Well i think about it everyday. I want to upgrade my CPU and MoBo. Now here are two CPUs i was looking at:

Newegg.com - AMD Phenom II X4 965 Black Edition Deneb 3.4GHz 4 x 512KB L2 Cache 6MB L3 Cache Socket AM3 125W Quad-Core Processor HDZ965FBGMBOX

Newegg.com - AMD Phenom II X6 1090T Black Edition Thuban 3.2GHz 6 x 512KB L2 Cache 6MB L3 Cache Socket AM3 125W Six-Core Desktop Processor HDT90ZFBGRBOX

I think i am leaning more towards the first one because it is cheaper and i heard its not really needed to have a six-core processor right now.

As for a MoBo i was looking into:

Newegg.com - ASUS M4A89GTD PRO/USB3 AM3 AMD 890GX HDMI SATA 6Gb/s USB 3.0 ATX AMD Motherboard

Newegg.com - GIGABYTE GA-880GA-UD3H AM3 AMD 880G HDMI SATA 6Gb/s USB 3.0 ATX AMD Motherboard

Newegg.com - GIGABYTE GA-970A-UD3 AM3+ AMD 970 SATA 6Gb/s USB 3.0 ATX AMD Motherboard
(Was recommended this item by someone)

What i have in my computer now:

Newegg.com - Logitech S-220 17 Watts 2.1 Multimedia Speaker System - Speakers
Newegg.com - SAPPHIRE 100315L Radeon HD 6850 1GB 256-bit GDDR5 PCI Express 2.1 x16 HDCP Ready CrossFireX Support Video Card with Eyefinity
Newegg.com - CORSAIR Enthusiast Series TX650 V2 650W ATX12V v2.31/ EPS12V v2.92 80 PLUS BRONZE Certified Active PFC High Performance Power Supply

Now i posted these items because i know my motherboard has to have the ports for these items and what not.
So i am wondering what CPU and MoBo you guys recommend. For CPU i am most likely leaning towards the quad-core. But i would like you guys input on this. What MoBo is best, and if they are compatible for the items i already have and going to buy. In the near future i am looking forward to possibly buying a Sound Card, some more memory, a SDD, and other little stuff. I am going to stick with an AMD for CPU tho, cause intels are to expensive. Thanks for the help. Hopefully this is the right thread for this.. unless i should've posted this on the Building section.


----------



## Laxer (Dec 28, 2010)

I would go with the Quad core you suggested.... I actually own the Hex core you suggested and it is awesome but I only ever use its full potential when video rendering...

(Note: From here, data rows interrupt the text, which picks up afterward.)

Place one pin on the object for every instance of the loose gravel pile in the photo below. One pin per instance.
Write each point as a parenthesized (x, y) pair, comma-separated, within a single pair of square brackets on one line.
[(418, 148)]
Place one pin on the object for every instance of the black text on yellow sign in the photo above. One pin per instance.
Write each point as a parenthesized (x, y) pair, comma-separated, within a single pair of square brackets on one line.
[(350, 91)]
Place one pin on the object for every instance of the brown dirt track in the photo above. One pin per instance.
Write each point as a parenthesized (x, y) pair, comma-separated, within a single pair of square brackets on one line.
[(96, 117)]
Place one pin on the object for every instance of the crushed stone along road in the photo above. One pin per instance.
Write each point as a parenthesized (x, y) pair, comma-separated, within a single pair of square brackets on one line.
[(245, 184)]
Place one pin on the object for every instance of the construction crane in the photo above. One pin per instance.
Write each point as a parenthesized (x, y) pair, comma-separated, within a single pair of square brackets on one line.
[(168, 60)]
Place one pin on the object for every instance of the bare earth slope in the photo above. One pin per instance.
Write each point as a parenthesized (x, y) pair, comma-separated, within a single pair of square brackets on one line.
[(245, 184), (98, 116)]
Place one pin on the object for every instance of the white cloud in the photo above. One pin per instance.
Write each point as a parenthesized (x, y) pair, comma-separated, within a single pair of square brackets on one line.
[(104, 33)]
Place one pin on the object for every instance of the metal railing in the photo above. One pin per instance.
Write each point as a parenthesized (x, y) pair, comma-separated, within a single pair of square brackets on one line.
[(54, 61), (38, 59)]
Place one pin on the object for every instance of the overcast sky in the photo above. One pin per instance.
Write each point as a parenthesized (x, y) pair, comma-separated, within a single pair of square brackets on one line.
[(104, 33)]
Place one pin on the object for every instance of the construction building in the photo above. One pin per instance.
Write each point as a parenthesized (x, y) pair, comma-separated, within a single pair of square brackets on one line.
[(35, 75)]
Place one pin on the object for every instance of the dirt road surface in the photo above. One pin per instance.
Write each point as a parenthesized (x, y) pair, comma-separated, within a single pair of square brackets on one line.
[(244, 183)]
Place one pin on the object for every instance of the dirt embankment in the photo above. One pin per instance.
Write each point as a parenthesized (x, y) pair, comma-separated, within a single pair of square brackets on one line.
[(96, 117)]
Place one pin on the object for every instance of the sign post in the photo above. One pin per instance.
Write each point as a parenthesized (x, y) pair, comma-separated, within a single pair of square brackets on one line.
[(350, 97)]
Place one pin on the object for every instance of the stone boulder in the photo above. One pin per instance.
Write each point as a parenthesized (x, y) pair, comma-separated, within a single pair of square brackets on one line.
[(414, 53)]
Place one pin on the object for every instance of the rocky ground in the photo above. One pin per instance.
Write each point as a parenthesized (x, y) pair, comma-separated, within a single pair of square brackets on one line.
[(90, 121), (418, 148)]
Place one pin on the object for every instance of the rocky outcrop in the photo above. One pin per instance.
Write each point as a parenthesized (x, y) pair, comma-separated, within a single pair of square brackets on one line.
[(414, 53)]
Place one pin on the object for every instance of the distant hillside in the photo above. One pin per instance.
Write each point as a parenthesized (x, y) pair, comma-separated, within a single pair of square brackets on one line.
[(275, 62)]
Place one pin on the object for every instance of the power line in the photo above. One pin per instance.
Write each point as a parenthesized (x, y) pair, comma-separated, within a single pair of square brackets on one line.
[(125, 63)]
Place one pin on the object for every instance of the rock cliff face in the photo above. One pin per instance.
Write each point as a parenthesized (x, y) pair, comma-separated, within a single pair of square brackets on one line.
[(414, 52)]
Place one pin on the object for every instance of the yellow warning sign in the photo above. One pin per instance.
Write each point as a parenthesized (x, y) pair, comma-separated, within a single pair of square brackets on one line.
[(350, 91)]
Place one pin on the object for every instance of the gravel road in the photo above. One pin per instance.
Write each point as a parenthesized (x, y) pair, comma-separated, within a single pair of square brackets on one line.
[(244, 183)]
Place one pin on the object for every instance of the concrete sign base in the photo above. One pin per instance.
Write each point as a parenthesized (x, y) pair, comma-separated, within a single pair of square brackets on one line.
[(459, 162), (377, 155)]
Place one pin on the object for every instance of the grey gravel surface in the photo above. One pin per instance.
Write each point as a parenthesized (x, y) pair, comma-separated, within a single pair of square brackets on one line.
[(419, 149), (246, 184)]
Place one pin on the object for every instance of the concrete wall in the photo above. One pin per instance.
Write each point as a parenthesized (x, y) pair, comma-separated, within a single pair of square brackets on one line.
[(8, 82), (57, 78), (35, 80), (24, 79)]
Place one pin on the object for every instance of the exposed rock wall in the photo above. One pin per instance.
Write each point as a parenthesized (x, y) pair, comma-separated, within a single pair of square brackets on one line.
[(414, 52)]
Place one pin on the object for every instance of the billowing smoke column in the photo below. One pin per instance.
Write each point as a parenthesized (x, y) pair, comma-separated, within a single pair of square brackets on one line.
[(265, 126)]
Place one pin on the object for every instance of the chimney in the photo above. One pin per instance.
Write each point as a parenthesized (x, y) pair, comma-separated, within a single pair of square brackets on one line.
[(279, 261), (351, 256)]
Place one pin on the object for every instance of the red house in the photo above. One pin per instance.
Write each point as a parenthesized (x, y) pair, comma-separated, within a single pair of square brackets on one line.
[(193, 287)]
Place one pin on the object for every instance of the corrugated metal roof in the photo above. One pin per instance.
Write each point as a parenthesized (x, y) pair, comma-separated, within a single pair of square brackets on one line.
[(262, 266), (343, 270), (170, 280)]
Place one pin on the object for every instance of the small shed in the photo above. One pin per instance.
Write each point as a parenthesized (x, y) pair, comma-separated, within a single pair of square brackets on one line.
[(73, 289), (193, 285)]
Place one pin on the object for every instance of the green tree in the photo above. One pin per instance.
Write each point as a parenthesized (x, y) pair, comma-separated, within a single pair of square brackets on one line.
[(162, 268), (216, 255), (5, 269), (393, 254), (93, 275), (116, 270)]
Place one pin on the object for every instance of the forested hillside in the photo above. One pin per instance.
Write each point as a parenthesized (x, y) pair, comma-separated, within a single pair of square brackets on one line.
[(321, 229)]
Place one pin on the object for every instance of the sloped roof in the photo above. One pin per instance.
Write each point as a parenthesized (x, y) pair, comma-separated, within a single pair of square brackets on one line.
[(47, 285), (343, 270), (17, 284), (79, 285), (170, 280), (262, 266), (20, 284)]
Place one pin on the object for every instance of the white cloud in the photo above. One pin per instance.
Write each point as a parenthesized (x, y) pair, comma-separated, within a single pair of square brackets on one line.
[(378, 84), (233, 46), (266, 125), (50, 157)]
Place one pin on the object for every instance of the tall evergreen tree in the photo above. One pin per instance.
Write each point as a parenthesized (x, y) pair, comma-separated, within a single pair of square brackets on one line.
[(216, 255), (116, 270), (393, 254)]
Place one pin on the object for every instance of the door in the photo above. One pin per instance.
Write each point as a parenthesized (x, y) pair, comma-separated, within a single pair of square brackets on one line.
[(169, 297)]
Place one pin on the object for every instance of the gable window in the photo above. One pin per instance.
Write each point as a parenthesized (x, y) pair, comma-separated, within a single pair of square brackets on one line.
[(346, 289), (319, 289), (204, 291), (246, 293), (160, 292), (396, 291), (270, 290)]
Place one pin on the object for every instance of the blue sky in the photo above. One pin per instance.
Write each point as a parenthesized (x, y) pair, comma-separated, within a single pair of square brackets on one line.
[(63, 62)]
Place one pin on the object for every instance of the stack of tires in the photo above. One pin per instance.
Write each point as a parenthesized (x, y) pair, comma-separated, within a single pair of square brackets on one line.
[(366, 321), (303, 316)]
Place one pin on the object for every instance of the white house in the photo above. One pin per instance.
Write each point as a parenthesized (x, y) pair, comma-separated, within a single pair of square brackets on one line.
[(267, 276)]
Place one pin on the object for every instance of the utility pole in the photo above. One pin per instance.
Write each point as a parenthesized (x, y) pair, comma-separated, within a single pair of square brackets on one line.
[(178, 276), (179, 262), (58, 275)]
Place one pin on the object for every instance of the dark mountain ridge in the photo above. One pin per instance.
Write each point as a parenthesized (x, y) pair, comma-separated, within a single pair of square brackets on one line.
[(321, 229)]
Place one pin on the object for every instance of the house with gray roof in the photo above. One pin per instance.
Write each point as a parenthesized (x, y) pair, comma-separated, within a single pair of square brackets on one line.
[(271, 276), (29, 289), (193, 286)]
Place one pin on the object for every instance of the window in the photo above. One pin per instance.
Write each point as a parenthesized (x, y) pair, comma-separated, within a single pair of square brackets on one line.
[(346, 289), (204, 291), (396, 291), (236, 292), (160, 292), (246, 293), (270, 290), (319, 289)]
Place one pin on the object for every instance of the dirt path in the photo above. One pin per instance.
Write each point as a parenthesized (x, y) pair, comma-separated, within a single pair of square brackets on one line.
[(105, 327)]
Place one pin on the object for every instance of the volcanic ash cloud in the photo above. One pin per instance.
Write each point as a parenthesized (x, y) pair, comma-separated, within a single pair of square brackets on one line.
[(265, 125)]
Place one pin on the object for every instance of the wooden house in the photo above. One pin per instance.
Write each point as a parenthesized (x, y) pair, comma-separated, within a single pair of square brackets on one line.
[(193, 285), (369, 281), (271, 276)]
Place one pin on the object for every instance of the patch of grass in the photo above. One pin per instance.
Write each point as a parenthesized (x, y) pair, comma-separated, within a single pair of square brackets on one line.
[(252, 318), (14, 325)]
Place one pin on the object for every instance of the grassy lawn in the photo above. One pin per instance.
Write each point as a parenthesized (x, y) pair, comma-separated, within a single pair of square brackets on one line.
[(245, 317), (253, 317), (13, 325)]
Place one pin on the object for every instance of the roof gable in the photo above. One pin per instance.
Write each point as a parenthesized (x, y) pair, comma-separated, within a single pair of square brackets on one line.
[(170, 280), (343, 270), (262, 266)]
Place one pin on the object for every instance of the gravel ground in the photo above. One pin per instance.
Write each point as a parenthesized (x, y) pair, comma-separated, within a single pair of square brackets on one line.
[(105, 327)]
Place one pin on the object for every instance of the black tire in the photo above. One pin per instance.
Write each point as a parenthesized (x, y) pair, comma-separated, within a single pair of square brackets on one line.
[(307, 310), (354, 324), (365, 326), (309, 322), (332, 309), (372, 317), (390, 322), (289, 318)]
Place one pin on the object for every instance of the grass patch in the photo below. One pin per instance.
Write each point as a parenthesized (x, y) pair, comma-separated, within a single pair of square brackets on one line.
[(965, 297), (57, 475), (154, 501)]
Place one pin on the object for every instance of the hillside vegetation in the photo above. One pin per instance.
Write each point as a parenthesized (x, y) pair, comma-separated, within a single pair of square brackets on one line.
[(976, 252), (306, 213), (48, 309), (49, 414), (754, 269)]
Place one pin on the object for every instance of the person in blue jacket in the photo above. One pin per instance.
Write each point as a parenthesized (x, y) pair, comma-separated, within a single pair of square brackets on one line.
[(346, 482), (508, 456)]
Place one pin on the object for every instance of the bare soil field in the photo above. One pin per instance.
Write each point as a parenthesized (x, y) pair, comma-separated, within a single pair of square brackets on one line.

As for the mobo... You already have a graphics card so there is no need for onboard video...

soo... I would go with the last one....
Just to sum things up... Here would be my choice:

*CPU:* Newegg.com - AMD Phenom II X4 965 Black Edition Deneb 3.4GHz 4 x 512KB L2 Cache 6MB L3 Cache Socket AM3 125W Quad-Core Processor HDZ965FBGMBOX

*MOBO:* Newegg.com - GIGABYTE GA-970A-UD3 AM3+ AMD 970 SATA 6Gb/s USB 3.0 ATX AMD Motherboard

As for your next upgrade... what are your current system specs? (HDD/RAM/ETC)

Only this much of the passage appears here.